Gladfield “Chill Haze” NEIPA
Batch Size
30L Kettle Full; ~20L (in fermenter)
Ingredients
Malts
- 3.90kg Gladfield Pilsner Malt (57.4%)
- 0.75kg Gladfield Munich Malt (11%)
- 0.75kg Gladfield Gladiator Malt (11%)
- 0.50kg Gladfield Wheat Malt (7.4%)
- 0.50kg Harraway’s Flaked Wheat (7.4%)
- 0.40kg Harraway’s Rolled Oats (5.9%)
Hops
- 60mins – 5g Pacific Jade 12.7% (6.5 IBU)
- Whirlpool – 30g Nectaron 13% (7.4 IBU)
- Whirlpool – 30g Mosaic 12.8% (7.3 IBU)
- Whirlpool – 30g Citra 13% (7.4 IBU)
Dry Hopping
- DH1 (Day 1) – 50g Nectaron, 25g Mosaic, 25g Citra
- DH#2 (Day 3) – 50g Nectaron, 25g Mosaic, 25g Citra
- DH#3 (~1.020) – 50g Nectaron, 25g Mosaic, 25g Citra
DH rate = ~12g/L
Yeast
Lallemand Verdant IPA (1x 11g packet)
Mash Additions:
6.00g Calcium Chloride
2.00g Calcium Sulfate
2.00g Magnesium Sulfate
3-4mL 80% Lactic Acid (for pH Adjustment - requires pH Meter)
Brewing Process
- Heat Strike Water to achieve Mash Temp of 69°C (~6°C above strike).
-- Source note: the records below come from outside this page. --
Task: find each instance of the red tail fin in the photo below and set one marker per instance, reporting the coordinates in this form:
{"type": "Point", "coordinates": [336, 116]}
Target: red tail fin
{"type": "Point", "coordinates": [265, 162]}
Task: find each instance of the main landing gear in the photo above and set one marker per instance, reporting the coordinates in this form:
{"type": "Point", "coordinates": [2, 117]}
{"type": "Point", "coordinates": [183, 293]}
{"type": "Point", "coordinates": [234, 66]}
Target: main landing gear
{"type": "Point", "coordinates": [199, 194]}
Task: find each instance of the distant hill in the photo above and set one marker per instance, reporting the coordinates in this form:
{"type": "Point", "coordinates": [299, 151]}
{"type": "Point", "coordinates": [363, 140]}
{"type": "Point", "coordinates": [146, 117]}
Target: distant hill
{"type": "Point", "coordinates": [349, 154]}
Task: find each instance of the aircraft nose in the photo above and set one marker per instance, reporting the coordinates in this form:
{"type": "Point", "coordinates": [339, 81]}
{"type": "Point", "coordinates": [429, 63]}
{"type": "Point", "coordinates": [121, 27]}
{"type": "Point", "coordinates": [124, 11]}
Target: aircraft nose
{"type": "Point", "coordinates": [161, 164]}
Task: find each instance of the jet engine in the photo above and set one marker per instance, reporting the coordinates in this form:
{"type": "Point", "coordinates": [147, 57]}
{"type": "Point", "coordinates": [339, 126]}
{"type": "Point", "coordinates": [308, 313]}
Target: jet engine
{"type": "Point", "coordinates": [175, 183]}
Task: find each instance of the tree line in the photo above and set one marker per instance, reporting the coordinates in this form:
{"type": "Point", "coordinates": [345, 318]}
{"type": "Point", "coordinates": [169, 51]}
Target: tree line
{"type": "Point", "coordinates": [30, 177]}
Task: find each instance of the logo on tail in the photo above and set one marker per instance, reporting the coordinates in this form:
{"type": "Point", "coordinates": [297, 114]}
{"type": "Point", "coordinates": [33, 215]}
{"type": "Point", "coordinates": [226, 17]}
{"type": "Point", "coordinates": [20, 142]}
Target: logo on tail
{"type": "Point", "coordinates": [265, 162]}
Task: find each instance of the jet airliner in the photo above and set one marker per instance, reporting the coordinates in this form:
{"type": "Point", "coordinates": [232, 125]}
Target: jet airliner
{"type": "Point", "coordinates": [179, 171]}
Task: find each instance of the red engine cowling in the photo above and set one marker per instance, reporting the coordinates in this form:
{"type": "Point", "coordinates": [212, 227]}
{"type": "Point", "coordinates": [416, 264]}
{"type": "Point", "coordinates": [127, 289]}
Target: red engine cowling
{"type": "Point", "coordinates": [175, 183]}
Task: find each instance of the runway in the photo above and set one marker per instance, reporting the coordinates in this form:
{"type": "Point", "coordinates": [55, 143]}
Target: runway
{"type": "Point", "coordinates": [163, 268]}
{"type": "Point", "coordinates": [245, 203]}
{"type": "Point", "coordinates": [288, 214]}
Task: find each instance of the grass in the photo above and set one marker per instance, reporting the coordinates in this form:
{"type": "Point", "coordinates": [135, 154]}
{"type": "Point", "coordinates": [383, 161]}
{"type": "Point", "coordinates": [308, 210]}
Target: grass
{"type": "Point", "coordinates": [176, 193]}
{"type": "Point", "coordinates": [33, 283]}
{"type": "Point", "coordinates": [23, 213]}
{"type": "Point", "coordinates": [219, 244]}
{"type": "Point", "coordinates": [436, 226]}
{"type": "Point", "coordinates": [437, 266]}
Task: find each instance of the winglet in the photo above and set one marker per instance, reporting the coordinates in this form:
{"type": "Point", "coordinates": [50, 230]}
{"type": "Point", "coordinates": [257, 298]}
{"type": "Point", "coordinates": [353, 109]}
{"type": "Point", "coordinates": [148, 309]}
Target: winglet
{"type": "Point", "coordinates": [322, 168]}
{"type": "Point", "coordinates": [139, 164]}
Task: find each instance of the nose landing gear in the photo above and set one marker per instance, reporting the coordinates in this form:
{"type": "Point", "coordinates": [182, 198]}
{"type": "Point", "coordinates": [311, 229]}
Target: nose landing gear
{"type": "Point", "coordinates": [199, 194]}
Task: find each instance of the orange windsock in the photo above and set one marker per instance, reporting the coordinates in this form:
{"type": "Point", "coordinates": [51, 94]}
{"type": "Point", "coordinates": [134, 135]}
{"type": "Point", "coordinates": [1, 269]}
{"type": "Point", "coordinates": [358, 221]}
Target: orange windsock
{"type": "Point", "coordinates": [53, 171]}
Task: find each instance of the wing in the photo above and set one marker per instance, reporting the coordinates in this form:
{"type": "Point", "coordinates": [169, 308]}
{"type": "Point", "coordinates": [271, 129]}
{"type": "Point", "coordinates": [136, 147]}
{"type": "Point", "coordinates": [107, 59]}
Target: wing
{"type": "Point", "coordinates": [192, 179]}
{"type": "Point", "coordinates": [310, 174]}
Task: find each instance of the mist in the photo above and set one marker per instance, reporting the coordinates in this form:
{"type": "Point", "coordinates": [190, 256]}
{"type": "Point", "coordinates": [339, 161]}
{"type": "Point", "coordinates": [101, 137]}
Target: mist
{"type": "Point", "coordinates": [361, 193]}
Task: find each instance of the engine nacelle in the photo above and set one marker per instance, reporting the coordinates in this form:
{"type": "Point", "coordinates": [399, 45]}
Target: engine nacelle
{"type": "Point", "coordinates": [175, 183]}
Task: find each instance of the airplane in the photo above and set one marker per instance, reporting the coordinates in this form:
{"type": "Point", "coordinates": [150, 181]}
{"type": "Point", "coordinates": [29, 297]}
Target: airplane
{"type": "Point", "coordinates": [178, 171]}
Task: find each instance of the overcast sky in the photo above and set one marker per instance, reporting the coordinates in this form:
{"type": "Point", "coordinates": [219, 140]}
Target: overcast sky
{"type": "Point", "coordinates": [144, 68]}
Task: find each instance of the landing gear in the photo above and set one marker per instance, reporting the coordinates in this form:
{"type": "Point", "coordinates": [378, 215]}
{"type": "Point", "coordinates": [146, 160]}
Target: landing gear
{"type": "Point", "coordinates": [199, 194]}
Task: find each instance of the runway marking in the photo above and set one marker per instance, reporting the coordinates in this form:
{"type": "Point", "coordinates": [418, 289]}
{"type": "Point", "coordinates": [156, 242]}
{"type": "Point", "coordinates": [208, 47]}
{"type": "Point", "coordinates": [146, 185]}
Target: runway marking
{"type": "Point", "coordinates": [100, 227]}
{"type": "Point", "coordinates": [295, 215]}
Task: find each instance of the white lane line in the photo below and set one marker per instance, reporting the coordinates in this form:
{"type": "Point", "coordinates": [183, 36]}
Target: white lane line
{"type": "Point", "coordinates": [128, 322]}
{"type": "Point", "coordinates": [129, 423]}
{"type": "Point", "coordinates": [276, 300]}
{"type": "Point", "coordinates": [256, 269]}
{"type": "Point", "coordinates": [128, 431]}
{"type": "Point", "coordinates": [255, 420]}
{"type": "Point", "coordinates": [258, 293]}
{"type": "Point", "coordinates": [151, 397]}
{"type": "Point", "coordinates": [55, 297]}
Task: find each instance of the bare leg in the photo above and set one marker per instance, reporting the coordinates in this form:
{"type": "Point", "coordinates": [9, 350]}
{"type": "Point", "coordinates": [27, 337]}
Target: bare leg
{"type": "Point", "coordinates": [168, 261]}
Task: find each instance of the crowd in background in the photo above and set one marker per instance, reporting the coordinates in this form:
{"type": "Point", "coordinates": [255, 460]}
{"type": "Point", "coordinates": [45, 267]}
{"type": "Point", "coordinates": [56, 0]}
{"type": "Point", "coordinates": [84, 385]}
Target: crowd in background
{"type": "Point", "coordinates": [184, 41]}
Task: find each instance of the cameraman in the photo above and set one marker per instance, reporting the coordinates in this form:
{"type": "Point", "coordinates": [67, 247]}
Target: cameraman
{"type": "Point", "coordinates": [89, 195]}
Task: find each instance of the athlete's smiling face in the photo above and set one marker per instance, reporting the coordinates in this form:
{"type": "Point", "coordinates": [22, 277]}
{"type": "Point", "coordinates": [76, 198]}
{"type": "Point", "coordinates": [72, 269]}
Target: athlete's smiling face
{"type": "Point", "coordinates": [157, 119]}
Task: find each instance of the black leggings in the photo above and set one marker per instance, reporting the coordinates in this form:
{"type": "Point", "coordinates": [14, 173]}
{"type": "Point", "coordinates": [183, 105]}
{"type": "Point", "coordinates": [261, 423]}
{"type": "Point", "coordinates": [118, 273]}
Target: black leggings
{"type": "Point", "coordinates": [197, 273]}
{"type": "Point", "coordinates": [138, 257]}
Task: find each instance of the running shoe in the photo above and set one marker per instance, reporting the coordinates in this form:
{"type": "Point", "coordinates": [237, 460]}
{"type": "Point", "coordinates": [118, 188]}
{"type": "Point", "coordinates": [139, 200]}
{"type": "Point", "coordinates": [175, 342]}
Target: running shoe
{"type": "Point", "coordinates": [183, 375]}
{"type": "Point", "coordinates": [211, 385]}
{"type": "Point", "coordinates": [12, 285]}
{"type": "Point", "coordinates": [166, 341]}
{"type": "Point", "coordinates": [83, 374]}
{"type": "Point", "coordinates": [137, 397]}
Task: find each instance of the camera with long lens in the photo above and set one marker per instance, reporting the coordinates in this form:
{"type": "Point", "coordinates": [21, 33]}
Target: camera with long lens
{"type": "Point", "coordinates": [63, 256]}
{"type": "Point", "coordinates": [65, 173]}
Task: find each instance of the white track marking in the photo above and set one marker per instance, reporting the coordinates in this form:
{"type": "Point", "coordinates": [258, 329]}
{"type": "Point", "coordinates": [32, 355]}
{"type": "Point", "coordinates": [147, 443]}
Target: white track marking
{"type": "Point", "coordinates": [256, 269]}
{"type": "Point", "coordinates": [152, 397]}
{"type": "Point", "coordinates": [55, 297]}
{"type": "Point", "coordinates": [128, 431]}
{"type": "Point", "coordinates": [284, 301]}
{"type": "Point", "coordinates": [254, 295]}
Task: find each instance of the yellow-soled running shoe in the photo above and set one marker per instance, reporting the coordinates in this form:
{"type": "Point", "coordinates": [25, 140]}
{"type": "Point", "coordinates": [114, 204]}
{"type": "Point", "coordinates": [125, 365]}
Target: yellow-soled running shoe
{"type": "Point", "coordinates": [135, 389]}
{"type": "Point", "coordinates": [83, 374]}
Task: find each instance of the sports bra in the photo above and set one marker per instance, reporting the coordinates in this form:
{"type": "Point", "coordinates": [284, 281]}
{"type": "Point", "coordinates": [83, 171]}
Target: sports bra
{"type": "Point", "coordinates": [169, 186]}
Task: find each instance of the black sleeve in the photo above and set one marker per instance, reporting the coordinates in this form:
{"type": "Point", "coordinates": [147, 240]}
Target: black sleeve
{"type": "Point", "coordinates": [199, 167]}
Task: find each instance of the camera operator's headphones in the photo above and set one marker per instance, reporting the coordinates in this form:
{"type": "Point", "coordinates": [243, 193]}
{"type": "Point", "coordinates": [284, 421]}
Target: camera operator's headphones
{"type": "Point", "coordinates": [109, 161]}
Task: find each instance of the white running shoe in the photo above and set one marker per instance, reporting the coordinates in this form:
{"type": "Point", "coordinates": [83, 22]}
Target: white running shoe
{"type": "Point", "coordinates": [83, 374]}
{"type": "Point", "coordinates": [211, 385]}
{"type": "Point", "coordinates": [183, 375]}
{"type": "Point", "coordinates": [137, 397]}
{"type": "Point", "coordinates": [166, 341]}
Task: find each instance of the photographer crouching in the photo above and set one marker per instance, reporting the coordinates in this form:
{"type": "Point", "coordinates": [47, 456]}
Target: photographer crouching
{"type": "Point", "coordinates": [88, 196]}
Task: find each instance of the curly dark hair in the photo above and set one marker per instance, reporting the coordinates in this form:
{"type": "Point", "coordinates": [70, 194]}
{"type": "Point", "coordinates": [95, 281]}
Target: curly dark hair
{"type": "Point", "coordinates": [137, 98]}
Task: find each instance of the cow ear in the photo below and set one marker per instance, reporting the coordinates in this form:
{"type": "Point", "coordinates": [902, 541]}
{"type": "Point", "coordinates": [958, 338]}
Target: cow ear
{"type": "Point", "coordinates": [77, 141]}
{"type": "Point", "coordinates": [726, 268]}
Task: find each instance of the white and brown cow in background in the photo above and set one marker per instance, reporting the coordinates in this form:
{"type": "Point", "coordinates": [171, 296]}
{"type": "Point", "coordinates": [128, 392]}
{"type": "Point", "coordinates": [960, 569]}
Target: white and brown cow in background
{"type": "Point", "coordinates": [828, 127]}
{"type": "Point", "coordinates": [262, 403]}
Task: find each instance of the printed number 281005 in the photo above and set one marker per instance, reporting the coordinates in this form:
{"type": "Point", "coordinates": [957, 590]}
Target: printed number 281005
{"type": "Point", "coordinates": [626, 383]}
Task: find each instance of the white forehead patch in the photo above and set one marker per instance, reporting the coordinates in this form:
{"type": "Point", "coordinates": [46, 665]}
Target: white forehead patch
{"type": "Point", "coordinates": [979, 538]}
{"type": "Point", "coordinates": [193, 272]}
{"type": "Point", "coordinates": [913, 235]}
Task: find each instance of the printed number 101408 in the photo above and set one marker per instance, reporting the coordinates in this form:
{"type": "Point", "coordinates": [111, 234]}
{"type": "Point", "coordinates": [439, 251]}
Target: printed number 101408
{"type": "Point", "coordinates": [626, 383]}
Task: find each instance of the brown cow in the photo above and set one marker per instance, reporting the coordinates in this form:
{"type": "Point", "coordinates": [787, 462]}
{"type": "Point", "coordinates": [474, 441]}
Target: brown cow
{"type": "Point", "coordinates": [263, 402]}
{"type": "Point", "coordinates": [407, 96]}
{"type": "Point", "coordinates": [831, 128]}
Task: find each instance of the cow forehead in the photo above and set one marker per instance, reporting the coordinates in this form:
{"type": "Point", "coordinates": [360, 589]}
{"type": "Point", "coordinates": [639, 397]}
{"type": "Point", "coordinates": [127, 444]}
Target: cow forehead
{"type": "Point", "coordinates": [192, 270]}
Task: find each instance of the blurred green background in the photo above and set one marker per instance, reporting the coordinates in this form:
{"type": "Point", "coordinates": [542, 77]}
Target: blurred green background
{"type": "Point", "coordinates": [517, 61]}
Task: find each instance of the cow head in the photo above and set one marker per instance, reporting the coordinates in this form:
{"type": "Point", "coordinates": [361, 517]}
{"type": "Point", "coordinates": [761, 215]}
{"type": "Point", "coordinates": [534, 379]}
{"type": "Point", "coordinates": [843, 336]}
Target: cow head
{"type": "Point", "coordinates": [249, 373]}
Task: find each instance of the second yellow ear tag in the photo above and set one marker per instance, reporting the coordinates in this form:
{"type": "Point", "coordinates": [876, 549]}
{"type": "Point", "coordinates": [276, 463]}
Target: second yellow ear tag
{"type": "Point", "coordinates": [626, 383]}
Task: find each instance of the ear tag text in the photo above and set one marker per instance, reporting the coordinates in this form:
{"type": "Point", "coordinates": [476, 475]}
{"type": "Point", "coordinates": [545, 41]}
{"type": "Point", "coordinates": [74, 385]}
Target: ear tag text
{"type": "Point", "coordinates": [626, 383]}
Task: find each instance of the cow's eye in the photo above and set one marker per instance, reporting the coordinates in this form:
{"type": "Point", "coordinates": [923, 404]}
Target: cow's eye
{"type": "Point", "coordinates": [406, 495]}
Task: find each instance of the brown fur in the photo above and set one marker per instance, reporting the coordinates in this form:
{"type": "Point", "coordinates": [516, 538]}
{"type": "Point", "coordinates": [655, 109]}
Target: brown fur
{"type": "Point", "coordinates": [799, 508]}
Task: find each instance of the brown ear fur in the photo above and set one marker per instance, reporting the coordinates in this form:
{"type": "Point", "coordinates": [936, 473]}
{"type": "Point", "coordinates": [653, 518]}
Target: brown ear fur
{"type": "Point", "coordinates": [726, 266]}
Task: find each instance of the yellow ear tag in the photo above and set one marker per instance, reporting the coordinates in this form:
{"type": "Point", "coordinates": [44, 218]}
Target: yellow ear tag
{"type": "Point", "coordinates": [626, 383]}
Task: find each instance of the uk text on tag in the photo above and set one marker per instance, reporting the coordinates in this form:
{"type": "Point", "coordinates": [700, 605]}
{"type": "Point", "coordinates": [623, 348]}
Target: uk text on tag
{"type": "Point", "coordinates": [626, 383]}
- Add minerals to Strike or Foundation water.
- Begin mashing in. Measure the mash pH (once all the grain is added) to achieve 5.2-5.5 (adjust with 1 mL additions of 88% lactic acid, if required).
- Mash at 69°C for 60 mins. Confirm no residual starches remain.
- Batch sparge with 78°C water until kettle volume is achieved (or stop runoff when the last runnings drop below 1.010 and pH rises above 5.75).
- Boil for 90 minutes adding hops (remember: add no kettle finings) at indicated times.
- At End Of Boil, whirlpool while chilling (immersion style) or for 10 mins, stand 15 mins or until chilled to pitching temperature.
- Transfer to fermenter at 18-20°C, oxygenating wort (inline or via aeration in fermenter).
- Rehydrate and pitch yeast as per manufacturer's recommendations. Ferment at 1°C for the first 3-4 days.
- Begin dry hopping on day 3. Aim to add the final dry hop addition at 4-6 SG points (1-1.5Po) from the predicted Final Gravity. Once added, cap the fermentation (spunding valves are great for this), raise the fermentation set point to 22°C for at least 48hrs to diacetyl rest.
- Crash the beer to ~0-1°C until yeast load has reduced. Do not filter or fine this style.
Note: To confirm the haze is not solely due to yeast, take a sample and stand it in a glass in the fridge for 30 mins to check for sediment. If one forms there is still yeast in solution = leave it to condition longer.
- Once you’re happy with the haze level, rack the beer into a keg. Force carbonate and/or bottle condition to 2.50-2.60 volumes CO2.